US Tariffs: One Year On, Americans Face $1,000 Higher Bills

It's been one year since US President Donald Trump announced a 10% global tariff. The move has led …
One year ago, US President Donald Trump introduced a 10% global tariff, sparking a trade war with far-reaching consequences. The immediate impact was severe, with the stock market experiencing its worst drop since the pandemic. In response, countries scrambled to negotiate deals with Washington or retaliate with their own tariffs. Recently, the Supreme Court ruled that most of Trump's tariffs are illegal, citing the president's lack of authority to impose broad, open-ended tariffs under a national emergency. However, this ruling did not end the trade war. Within hours, Trump invoked a different statute to launch a temporary tariff, set to expire in July. The effects of the tariffs have already reshaped the US economy.

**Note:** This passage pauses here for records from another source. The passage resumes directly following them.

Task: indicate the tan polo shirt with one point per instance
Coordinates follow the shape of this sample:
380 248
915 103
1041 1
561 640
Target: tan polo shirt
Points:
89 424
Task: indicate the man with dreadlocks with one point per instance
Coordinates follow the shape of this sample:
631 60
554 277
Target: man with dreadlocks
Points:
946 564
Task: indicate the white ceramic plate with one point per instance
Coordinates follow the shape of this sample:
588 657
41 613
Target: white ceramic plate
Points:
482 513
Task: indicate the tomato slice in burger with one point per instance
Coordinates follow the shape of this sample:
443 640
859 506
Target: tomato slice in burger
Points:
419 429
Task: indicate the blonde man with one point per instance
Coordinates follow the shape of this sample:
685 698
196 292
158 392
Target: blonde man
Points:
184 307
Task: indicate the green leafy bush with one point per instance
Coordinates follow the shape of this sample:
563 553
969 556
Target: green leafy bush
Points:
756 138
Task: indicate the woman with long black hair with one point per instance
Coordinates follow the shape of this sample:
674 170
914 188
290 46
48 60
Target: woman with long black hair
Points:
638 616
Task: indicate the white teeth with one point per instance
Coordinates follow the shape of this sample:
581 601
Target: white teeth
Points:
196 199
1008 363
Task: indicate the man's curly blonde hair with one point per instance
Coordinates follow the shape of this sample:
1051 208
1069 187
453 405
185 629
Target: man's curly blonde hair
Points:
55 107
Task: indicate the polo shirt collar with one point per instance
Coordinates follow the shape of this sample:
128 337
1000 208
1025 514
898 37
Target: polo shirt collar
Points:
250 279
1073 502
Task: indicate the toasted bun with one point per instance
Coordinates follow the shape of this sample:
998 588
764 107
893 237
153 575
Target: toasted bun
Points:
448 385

The average effective US tariff rate surged from 2.6% to over 13%, the highest level since World War II. This significant increase has led to higher costs for American consumers. According to the Tax Foundation, US households paid $1,000 more in 2025 for the same goods. Tarrifs work by imposing a tax on foreign goods and services, making them more expensive and encouraging local purchases. Despite Trump's promise that tariffs would reduce the trade deficit and make the US richer, the reality is that the average US consumer is worse off. The Penn Wharton Budget Model reports that the US collected over $287.1 billion in customs duties in 2025 and $64.4 billion in 2026. Economists at the Federal Reserve Bank of New York found that nearly 90% of the economic burden from tariffs has fallen on US businesses and consumers, with foreign exporters absorbing only a small percentage of the cost. Lower-income households have been disproportionately affected, as they spend a higher proportion of their earnings on essential goods like food, clothing, and transportation. Following the Supreme Court's ruling, the government may be required to refund up to $175 billion to businesses that paid the tariffs. With Trump's tariffs being replaced by a flat 10% tariff, the Tax Foundation projects that the average cost to US households will fall to about $600. While an improvement, it remains a significant cost for consumers.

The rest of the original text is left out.